Kitchen Encounters

Indian Express, 24 December 2010

http://www.indianexpress.com/news/kitchen-encounters/728830/

In her first book The F-Word, Mita Kapur shows it’s the love for food that binds the family together. Food has always worked as the best adhesive when it comes to family bonds. This phenomenon, however, has never been described in so many words in India till Mita Kapur’s first book, The F-Word, reached the book stands recently. But then Kapur is gifted. She not only possesses a passion for cooking, but also knows the art of storytelling. Her real strength, however, lies in her food-loving joint family.


Kapur’s large family and friends — with their constant yearning for good food — are the inexhaustible fount of anecdotes where food often enjoys prime importance. “The focus of the book has been food.

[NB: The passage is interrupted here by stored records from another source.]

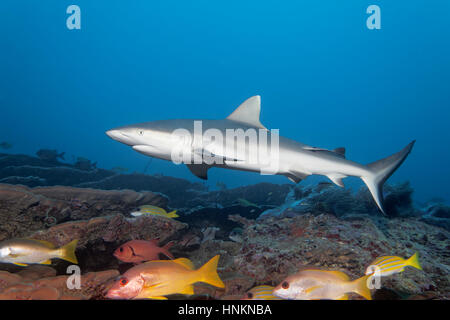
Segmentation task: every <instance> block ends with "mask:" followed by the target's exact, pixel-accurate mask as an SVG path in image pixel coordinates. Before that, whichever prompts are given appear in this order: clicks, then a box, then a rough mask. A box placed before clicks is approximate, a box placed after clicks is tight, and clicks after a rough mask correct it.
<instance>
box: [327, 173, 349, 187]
mask: <svg viewBox="0 0 450 320" xmlns="http://www.w3.org/2000/svg"><path fill="white" fill-rule="evenodd" d="M327 177H328V179H330V180H331V181H333V182H334V184H336V185H337V186H339V187H341V188H343V187H344V182H342V179H344V178H347V176H346V175H343V174H340V173H333V174H329V175H327Z"/></svg>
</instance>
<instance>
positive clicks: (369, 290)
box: [351, 275, 372, 300]
mask: <svg viewBox="0 0 450 320" xmlns="http://www.w3.org/2000/svg"><path fill="white" fill-rule="evenodd" d="M371 276H372V275H367V276H363V277H361V278H359V279H356V280H354V281H352V282H351V284H352V286H353V292H355V293H357V294H359V295H360V296H363V297H364V298H366V299H367V300H372V295H371V293H370V289H369V287H368V286H367V280H368V279H369V278H370V277H371Z"/></svg>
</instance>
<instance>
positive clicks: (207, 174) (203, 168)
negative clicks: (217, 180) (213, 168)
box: [186, 164, 209, 180]
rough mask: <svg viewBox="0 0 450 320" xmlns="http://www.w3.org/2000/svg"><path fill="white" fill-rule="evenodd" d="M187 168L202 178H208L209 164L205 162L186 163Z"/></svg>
mask: <svg viewBox="0 0 450 320" xmlns="http://www.w3.org/2000/svg"><path fill="white" fill-rule="evenodd" d="M186 166H187V167H188V168H189V170H190V171H191V172H192V173H193V174H194V175H196V176H197V177H199V178H200V179H203V180H208V169H209V166H208V165H206V164H186Z"/></svg>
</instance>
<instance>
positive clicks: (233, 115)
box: [227, 96, 266, 129]
mask: <svg viewBox="0 0 450 320" xmlns="http://www.w3.org/2000/svg"><path fill="white" fill-rule="evenodd" d="M260 112H261V97H260V96H253V97H251V98H248V99H247V100H245V101H244V102H243V103H242V104H241V105H240V106H239V107H238V108H237V109H236V110H234V111H233V113H232V114H230V115H229V116H228V117H227V119H228V120H233V121H237V122H242V123H245V124H247V125H249V126H252V127H257V128H261V129H266V127H264V126H263V125H262V124H261V122H260V121H259V115H260Z"/></svg>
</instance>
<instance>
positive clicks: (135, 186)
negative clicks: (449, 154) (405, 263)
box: [0, 150, 450, 299]
mask: <svg viewBox="0 0 450 320" xmlns="http://www.w3.org/2000/svg"><path fill="white" fill-rule="evenodd" d="M47 151H51V152H46V153H45V154H44V155H42V154H41V157H30V156H24V155H6V154H0V180H1V181H7V182H8V183H0V241H2V240H5V239H11V238H18V237H27V238H33V239H38V240H46V241H50V242H52V243H53V244H55V245H56V246H62V245H64V244H66V243H68V242H70V241H72V240H74V239H79V242H78V247H77V251H76V254H77V257H78V260H79V267H80V270H81V272H82V278H83V279H84V280H83V281H84V282H83V281H82V282H83V283H84V287H83V286H82V288H83V289H81V291H80V290H78V291H76V292H75V291H73V292H72V291H70V290H69V291H67V288H66V287H65V286H64V283H65V281H67V279H68V275H67V267H68V266H69V263H68V262H65V261H63V260H53V262H52V265H51V268H50V267H43V266H30V267H28V268H26V269H24V268H22V267H19V266H15V265H11V264H0V269H1V270H3V271H1V272H0V298H2V297H3V298H9V299H13V298H17V299H41V298H47V299H69V298H73V299H103V298H104V297H103V293H102V292H103V290H104V288H105V287H107V286H108V284H109V282H110V281H111V279H113V278H114V277H116V276H117V275H118V274H120V273H123V272H124V271H126V270H127V269H128V268H130V267H131V266H132V265H131V264H126V263H119V261H118V260H117V259H116V258H114V256H113V251H114V250H115V249H116V248H117V247H118V246H120V245H121V244H123V243H124V242H126V241H129V240H132V239H146V240H150V239H156V238H158V239H159V241H160V244H161V245H164V244H165V243H167V242H169V241H173V242H174V245H173V246H172V248H171V252H172V253H173V255H174V256H175V257H187V258H190V259H191V260H192V261H193V262H194V264H195V265H196V266H201V265H202V264H204V263H205V262H207V261H208V260H209V259H210V258H211V257H213V256H215V255H217V254H220V255H221V257H220V261H219V274H220V276H221V278H222V279H223V280H224V282H225V284H226V288H225V289H220V290H219V289H214V288H212V287H210V286H207V285H202V284H196V285H195V288H196V293H197V294H199V295H200V296H198V295H196V296H194V297H191V298H199V297H202V298H205V296H207V297H210V298H214V299H236V298H240V297H242V296H243V294H244V293H245V292H246V291H247V290H248V289H250V288H251V287H253V286H256V285H261V284H266V285H277V284H278V283H279V282H280V281H281V280H282V279H284V278H285V277H286V276H288V275H290V274H292V273H295V272H297V271H298V270H299V269H302V268H311V267H313V268H321V269H327V270H341V271H344V272H346V273H347V274H348V275H349V276H350V277H351V278H357V277H360V276H362V275H363V274H364V272H365V269H366V267H367V266H368V265H369V264H370V263H371V262H372V261H373V260H374V259H375V258H376V257H379V256H383V255H396V256H400V257H403V258H407V257H409V256H411V255H412V254H413V253H415V252H418V253H419V257H420V258H419V259H420V261H421V264H422V267H423V270H417V269H413V268H406V269H405V271H404V272H402V273H400V274H396V275H393V276H390V277H386V278H382V287H381V289H379V290H376V291H374V292H373V295H374V298H375V299H406V298H407V299H449V298H450V296H449V292H450V279H449V277H448V274H449V271H450V254H449V252H450V240H449V236H450V234H449V232H450V215H449V212H450V210H449V207H448V206H447V205H445V204H444V203H442V202H439V201H437V202H436V201H435V202H430V203H428V204H426V205H423V206H417V205H416V204H415V203H414V202H413V201H412V193H413V189H412V188H411V186H410V185H409V184H408V183H402V184H397V185H386V186H385V189H384V191H385V205H386V211H387V213H388V214H389V215H388V216H386V217H384V216H382V215H381V214H380V212H379V211H378V209H377V208H376V206H375V204H374V202H373V199H372V197H371V196H370V194H369V193H368V191H367V189H366V188H362V189H361V190H360V191H358V192H356V193H354V192H351V191H350V190H348V189H343V188H338V187H336V186H334V185H332V184H329V183H320V184H318V185H316V186H313V187H302V186H300V185H297V186H294V185H288V184H285V185H276V184H270V183H261V184H256V185H251V186H243V187H239V188H232V189H228V188H226V186H225V185H224V184H221V185H220V186H219V190H211V191H210V190H208V188H207V187H206V186H205V185H203V184H200V183H192V182H189V181H187V180H183V179H178V178H172V177H166V176H162V175H145V174H137V173H133V174H123V173H117V172H115V171H112V170H103V169H99V168H97V166H96V165H95V164H94V163H92V162H90V161H86V160H85V159H79V161H77V162H76V163H75V164H73V165H70V164H65V163H62V162H60V160H59V159H60V158H61V156H62V154H61V153H58V152H56V151H54V150H53V151H54V152H53V151H52V150H47ZM53 184H66V185H64V186H62V185H53ZM141 205H154V206H158V207H161V208H164V209H166V210H174V209H176V210H177V214H178V215H179V217H178V218H176V219H169V218H165V217H161V216H155V215H149V216H139V217H133V216H131V215H130V213H131V212H132V211H134V210H135V209H136V208H137V207H139V206H141ZM352 298H353V299H359V297H357V296H356V295H353V296H352Z"/></svg>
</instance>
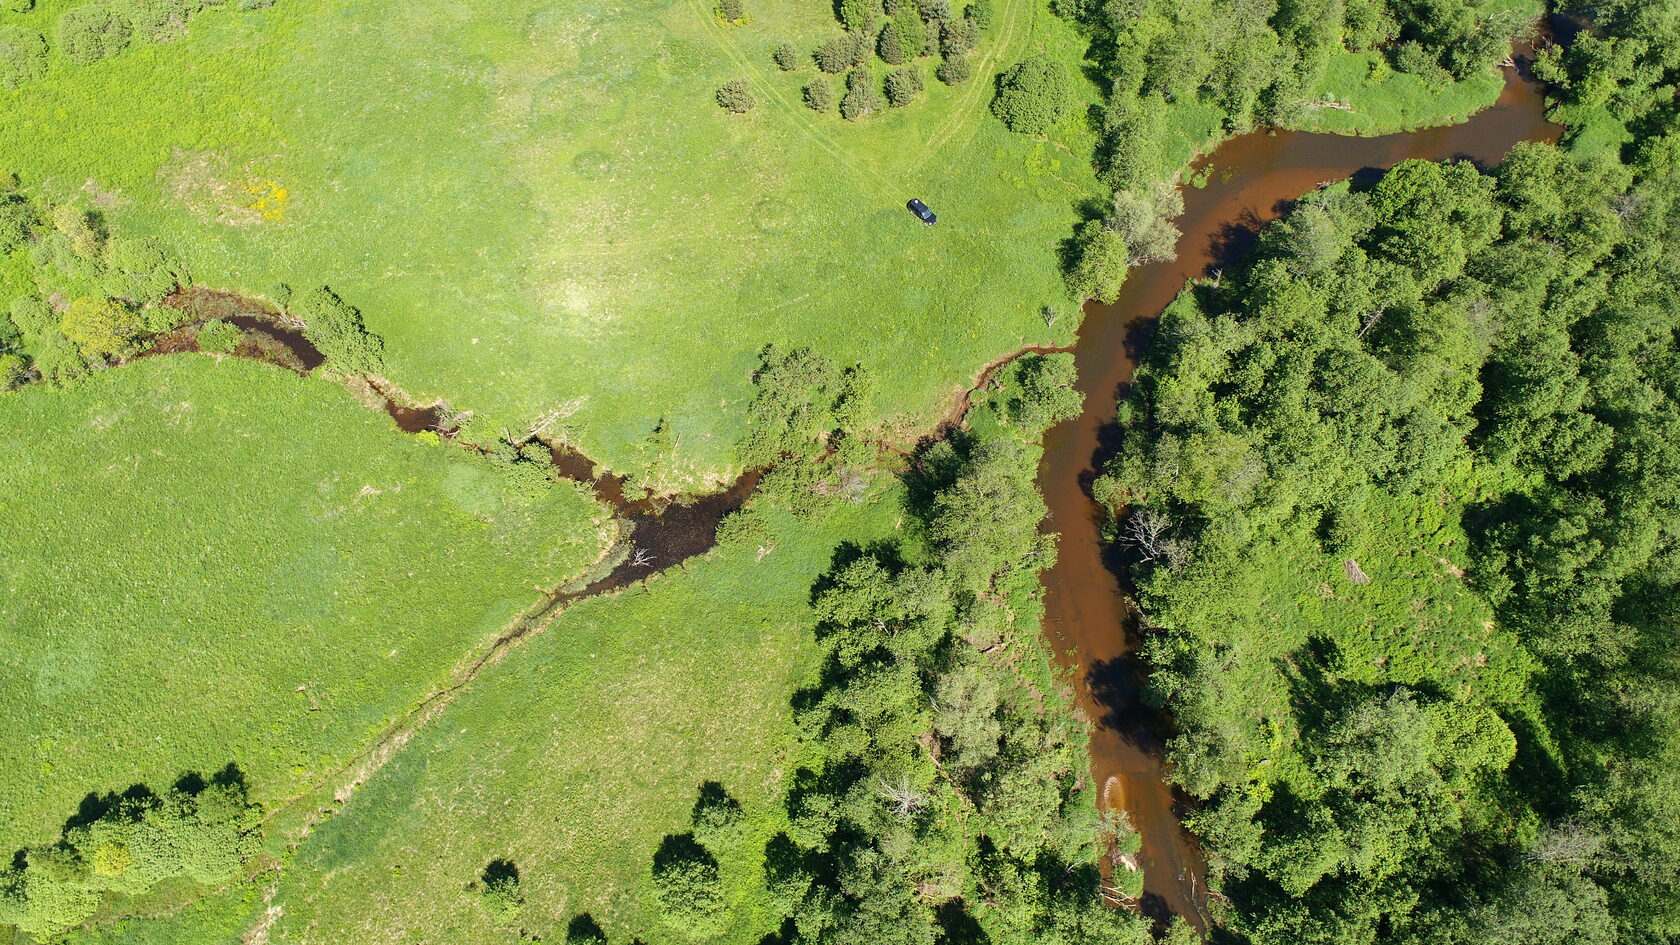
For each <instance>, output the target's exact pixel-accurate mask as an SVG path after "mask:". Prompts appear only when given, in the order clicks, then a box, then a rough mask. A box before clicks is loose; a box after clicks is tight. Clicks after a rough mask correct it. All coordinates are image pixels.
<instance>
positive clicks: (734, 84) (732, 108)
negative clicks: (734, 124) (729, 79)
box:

So many memories are associated with my food-loving family. They make sure that there is something interesting happening around food at home all the time,” she says.

While sifting through the chapters of The F-Word, it becomes evident that the book is as much about food as about the Kapur household, which can easily be seen as the apt representative of the great Indian joint family. In this household, food is for every reason and emotion. These reasons don’t happen to be birthdays or wedding anniversaries alone. Even when the daughter opens up about her childhood trauma, there is the comfort of food. And this is what places the book beyond a cookbook despite the presence of nearly 150 recipes. Each of these recipes enjoys a special emotional meaning in the Kapur family and has a story behind it. Almost all of them are easy-to-cook recipes, that don’t demand “fancy” ingredients.

“Cooking is not a mundane activity — you move the soul and spirit of the people you feed. It is a sensuous communication, which should speak of love and caring,” says Kapur, the founder of Siyahi, a literary agency based in Jaipur. The livewire-like presence of this communication makes Kapur’s culinary-cum-personal diary almost a page-turner. The book goes back and forth in time. The author recalls how she burnt a cake when her husband, who was then her boyfriend, visited her home for the first time. Dared by her friend, she fed him a big slice to test his sincerity. Now of course, his birthdays mean setting up an earthen stove in the garden and painstakingly preparing his favourite meat on slow fire. What livens up such tales are Prabha Mallya’s corresponding illustrations. Mallya has also designed the book’s colourful and attractive cover.


Kapur has refrained from fictionalising the culinary accounts and related tales in the book. “I wanted the book to be a reportage of a joint family. With the kind of life we are presently leading, it is very important to both with the family,” she says. Those seeking truth in this statement can read the section where Kapur recalls making tennis ball-sized gulab jamuns along with her sister-in-law much to the amusement of her mother-in-law.

Kapur’s slender frame doesn’t go with the traditional image of a foodie. She, of course, has a secret formula for that. She restricts most her food trails to the time she is travelling. When at home, it’s time for healthy eating.